The versatility featured by C. elegans as a chassis opens many doors for future genetic engineering endeavors with the worm. The chemotaxis mechanism of C. elegans makes ideas for future projects virtually limitless. The worm could be engineered to move towards the molecule of interest in any circumstance where the location of a point source is not known exactly or is not concentrated in exactly one area. One particularly far-reaching example of this would be engineering the worm to chemotax towards waterborne pathogens. Although it is an ambitious feat to program one living organism to pursue another, the effects, if successful, would be paramount. Proteins on the pathogen’s exterior or even secreted by the pathogen could act as ligands that bind to GPCRs expressed in C. elegans’ chemosensory neurons. This would be particularly useful in rural applications because an affected body of water may leach the pathogen into surrounding ground water, affecting local agriculture as well as any neighbouring wells. Extending the idea of toxic products leaching from their original source, this idea could be applied to toxic landfills with C. elegans seeking out harmful chemicals perhaps from batteries or plastics that disturb the surrounding environment.
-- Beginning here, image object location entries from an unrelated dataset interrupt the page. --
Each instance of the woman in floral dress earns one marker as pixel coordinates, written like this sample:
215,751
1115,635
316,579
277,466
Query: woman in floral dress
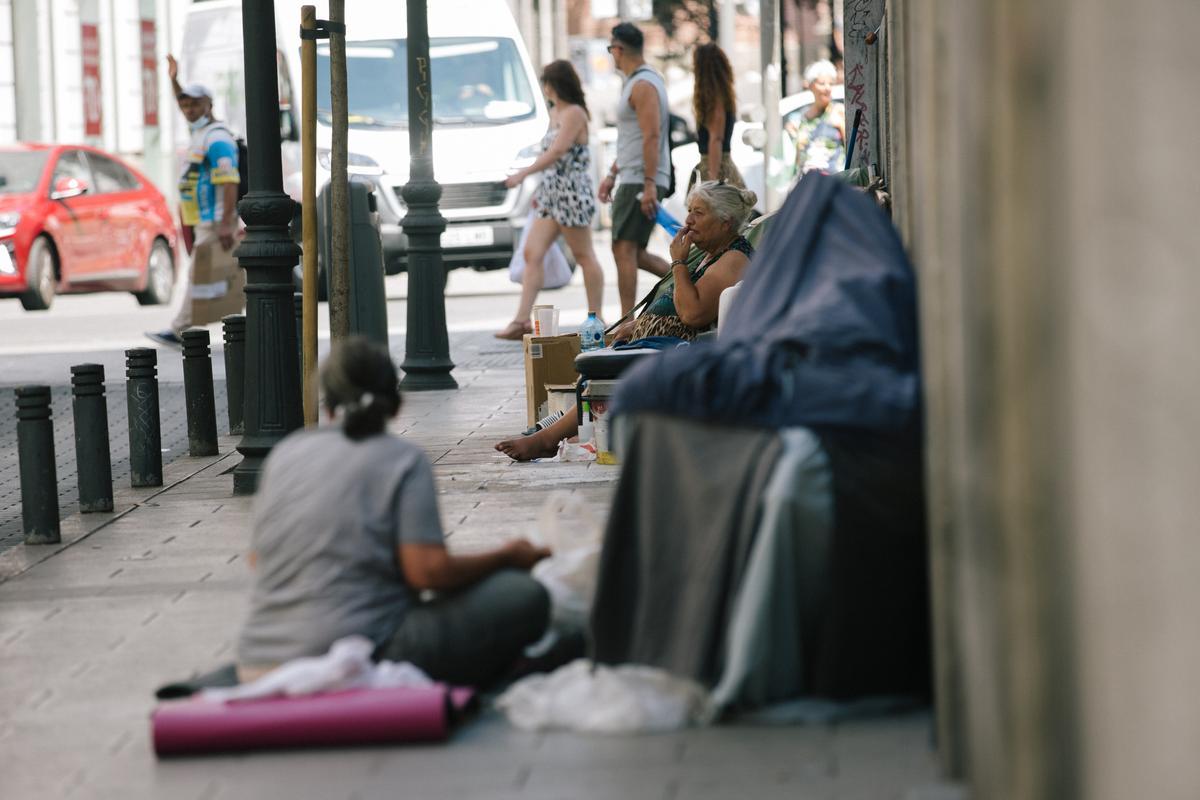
565,199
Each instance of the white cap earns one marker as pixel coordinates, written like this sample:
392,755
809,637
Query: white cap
196,90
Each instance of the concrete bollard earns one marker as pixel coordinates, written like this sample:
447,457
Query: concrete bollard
94,459
145,434
202,413
35,453
235,371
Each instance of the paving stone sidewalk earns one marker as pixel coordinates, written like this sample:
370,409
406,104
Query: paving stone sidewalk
156,590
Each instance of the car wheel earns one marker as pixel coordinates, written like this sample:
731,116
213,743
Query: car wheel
160,276
41,276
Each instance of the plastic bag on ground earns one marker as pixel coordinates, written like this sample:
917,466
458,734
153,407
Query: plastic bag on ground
592,698
574,535
346,666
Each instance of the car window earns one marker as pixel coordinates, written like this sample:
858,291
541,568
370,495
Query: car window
111,176
21,170
71,164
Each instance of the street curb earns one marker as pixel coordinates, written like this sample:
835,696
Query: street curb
21,558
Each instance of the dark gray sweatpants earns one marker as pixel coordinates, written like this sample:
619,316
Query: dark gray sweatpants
474,636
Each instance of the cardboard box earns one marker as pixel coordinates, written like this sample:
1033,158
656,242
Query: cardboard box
549,360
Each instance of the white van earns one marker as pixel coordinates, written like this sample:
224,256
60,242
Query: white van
489,110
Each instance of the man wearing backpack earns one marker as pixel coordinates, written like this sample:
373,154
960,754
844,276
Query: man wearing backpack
641,175
208,210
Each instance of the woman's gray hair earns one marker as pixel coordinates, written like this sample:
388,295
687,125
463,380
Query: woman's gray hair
822,68
726,200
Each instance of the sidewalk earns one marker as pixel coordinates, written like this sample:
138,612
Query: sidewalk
157,590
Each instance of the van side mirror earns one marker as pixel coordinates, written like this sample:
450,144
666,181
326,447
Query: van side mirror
678,132
67,187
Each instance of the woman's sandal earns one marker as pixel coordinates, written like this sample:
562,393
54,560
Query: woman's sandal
515,331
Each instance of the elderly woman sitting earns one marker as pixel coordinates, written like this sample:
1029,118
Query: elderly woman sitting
684,304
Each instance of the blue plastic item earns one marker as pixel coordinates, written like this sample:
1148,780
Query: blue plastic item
591,334
669,223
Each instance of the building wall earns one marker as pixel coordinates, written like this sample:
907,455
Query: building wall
1041,167
42,89
7,76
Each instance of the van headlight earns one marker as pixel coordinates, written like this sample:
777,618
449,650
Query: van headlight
526,156
355,163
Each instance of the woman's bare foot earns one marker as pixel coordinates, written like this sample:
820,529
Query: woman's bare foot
537,445
515,330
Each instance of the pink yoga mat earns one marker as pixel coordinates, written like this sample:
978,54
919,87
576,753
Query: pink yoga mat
352,717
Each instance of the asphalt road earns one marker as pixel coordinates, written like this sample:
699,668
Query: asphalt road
41,347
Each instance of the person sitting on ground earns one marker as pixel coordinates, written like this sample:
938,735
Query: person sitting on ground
347,536
682,305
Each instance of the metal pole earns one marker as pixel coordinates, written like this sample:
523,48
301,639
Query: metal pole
268,253
339,227
94,459
426,346
35,453
202,413
145,435
298,307
235,371
309,209
769,53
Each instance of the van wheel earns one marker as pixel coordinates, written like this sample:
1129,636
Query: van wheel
41,276
160,276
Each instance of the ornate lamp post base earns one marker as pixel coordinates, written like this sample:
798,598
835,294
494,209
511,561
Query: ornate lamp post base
427,346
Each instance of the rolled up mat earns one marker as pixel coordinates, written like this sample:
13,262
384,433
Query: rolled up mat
351,717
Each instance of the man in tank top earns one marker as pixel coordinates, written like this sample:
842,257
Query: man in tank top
640,175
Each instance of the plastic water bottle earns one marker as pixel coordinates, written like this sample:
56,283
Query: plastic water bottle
592,334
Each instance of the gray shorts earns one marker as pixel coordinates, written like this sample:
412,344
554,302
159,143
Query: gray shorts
628,221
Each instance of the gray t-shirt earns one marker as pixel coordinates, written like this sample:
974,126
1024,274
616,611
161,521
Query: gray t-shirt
328,518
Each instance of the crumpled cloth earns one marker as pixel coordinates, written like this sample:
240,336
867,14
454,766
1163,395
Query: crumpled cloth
593,698
346,666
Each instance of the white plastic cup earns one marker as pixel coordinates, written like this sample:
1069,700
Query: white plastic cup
545,320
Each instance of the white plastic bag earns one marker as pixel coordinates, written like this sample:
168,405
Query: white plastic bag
574,535
346,666
593,698
557,270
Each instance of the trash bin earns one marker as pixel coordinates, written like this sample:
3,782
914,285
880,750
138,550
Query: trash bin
366,296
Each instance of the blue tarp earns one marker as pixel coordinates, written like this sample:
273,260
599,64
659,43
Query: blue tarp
823,332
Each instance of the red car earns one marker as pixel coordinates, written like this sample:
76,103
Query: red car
75,218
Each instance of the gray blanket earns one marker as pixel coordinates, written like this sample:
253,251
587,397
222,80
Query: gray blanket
677,543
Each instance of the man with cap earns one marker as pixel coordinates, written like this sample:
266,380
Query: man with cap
641,174
208,210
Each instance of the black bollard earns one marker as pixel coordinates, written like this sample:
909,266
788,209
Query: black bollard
94,459
35,453
235,370
202,411
145,435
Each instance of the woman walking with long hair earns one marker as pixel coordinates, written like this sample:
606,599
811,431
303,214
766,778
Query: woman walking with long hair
565,198
714,103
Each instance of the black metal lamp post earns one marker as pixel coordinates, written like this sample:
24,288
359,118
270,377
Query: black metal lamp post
268,254
426,346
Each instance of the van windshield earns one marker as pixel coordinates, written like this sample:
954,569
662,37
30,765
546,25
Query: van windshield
475,80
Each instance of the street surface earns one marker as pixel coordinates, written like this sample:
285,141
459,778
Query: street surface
41,348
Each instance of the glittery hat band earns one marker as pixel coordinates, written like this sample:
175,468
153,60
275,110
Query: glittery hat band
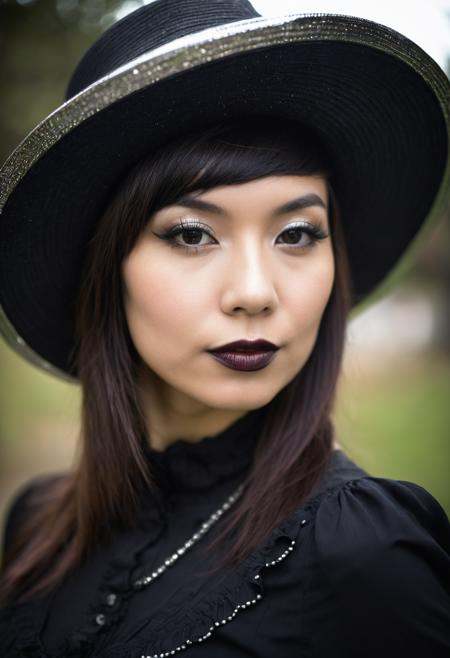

Additionally, C. elegans could be used as a biosensor, again with the added capability of motility. A graded biosensor, having the worm express a different colour based on the concentration of the molecule, may serve as a way to see where sewage pipes are leaking and the extent of their leakage. Its use as a biosensor may even have agricultural applications. Programming C. elegans to detect certain beneficial minerals or compounds in farming may serve as a way for farmers to assess the quality of their fields better. If a certain compound is limited or present in excess he/she would be able to detect that using C. elegans and adjust his planting routine accordingly. Because C. elegans is non-pathogenic to humans and does not feed on any agricultural products it would be safe to use in this context (provided it had a proper kill switch to prevent an invasive species outbreak).

When working with chemotaxis mechanisms in C. elegans it seems the only limiting factor is finding GPCRs that bind to your target ligand. As a eukaryotic multicellular model organism, GPCRs from a variety of species have a good chance of working well. The ability of human transgenes coding for GPCRs to be successfully expressed in C. elegans would allow for future teams to program the worm to respond to stimuli recognized by human GPCRs. This would likely prove to be a worthwhile endeavor.